第18話 同級生

「え、その治安維持をするクランに? なんで?」


「宵の明星だ。君はどこかおもしろい特徴を持っている気がする。他の大手クランに行かれるくらいなら、ぜひウチでその才能を開花してもらいたいと思ってな」


エリフェスはそう言って笑う。


「もし入ってくれるなら、モンスターの討伐クエストも手伝ってやれるが……どうだ?」


「それはありがたい申し出なんだが、ごめん。クランには所属できない」


「ふむ、そうか……いちおう理由を聞かせてもらってもいいだろうか?」


「俺はひたすらにカレーを作って食べていたいと思っている。だから、悪いけど治安維持活動に協力する時間は無いんだ」


「カ、カレー……? カレーでウチの勧誘を蹴るのか、君は……」


エリフェスは一瞬目を見開くが、その直後に笑った。


「変わったプレイヤーだとは思っていたが、想定以上だ。まあいい。気が変わったら連絡してくれたまえ」


エリフェスはそう言ってステータスボードを開いた。

プレイヤーIDが表示される。


「フレンドになろう。私は君のこれからの動向が気になるんだ。対価として、私からはまだ宵の明星だけが把握している、まだネットに転がしていないモンスターの情報などを特別に提供しよう」


「え、いいの? じゃあぜひ」


動向を探られるのは別に構わない。

カレーを食べるのを妨害されるわけじゃないからな。

それと引き換えに美味しいモンスターの情報などが手に入るなら安いものだ。

俺はエリフェスをフレンド登録した。


<称号獲得:初めてのフレンド>


「今その称号を手に入れたのか……本当にカレー以外に興味を持っていなかったんだな、君……」


「当然」


エリフェスにそう応じていると、


「──あっ、あのっ!」


ちょっと後ろの方でずっと突っ立っていたままだった女の子が、声を上げた。


「カイさん……いえ、カイ君!」


「えっ? えっと……」


さっきからエリフェスの後ろにずっといるなぁ、とは思っていたけど……

この子はいったい?


「ああ、彼女は"カルイザワ"。
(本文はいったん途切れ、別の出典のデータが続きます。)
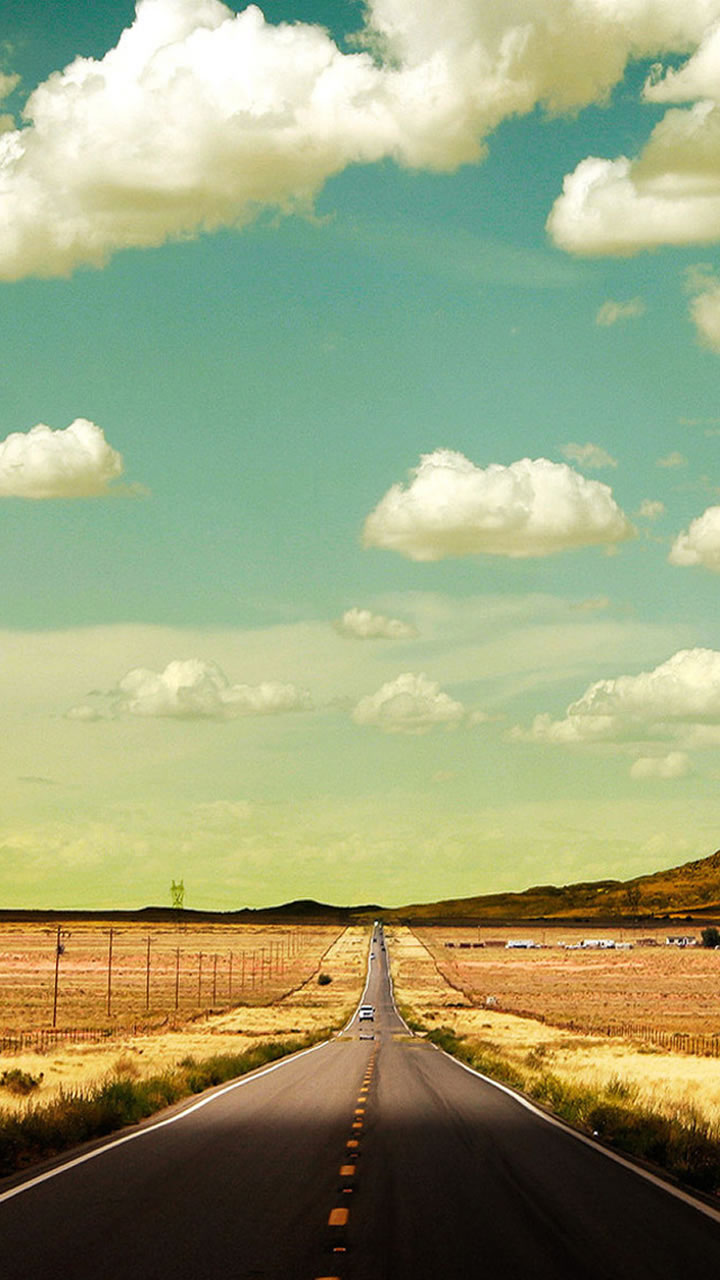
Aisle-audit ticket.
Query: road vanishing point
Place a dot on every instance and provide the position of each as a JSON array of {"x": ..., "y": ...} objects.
[{"x": 370, "y": 1157}]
君と同じ初心者なのだが、ちょっとした不注意で君がハルに狙われるキッカケを作ってしまったらしくな、それの償いに来た子なんだ。私から言えたことではないかもしれないが、どうか謝罪を受け入れてあげてほしい」


「はぁ、そんなことが……俺はぜんぜん気にしてないけど」


それよりも気になるのは、俺のことを"くん"付けで呼んでるってことだ。

それに……あれ?

俺、"カルイザワ"の声をどこかで聞いた気が……


「カイ君、この度は私の不注意で迷惑をかけてしまって本当にごめんなさい」


「あ、ああ……いいよ。問題なかったし」


「ありがとう。無事でよかった……それでね、カイ君」


カルイザワはやはり俺の聞き覚えのある声で、


「あなたの声を聞いて、あとそのカレーへのこだわり様も見てて分かっちゃったんだけど……カイ君って、もしかして……」


「えっ?」


「あの、ほらっ! 私の名前もキャラメイクもボイスも、ほとんどが"リアルそのまま"なんだけど、分からない、かな……?」


「……あっ!?」


俺はそこまで言われてようやく気が付いた。

声に聞き覚えがあるだけではない。

普段の服装と違うだけで見覚えすらあるじゃないかっ!


「カルイザワって、まさかっ!?」


「うん、そう! 私だよ、"軽井沢"!」


軽井沢かるいざわ絵里えり

彼女は俺の高校の同級生であり、友人のひとりだった。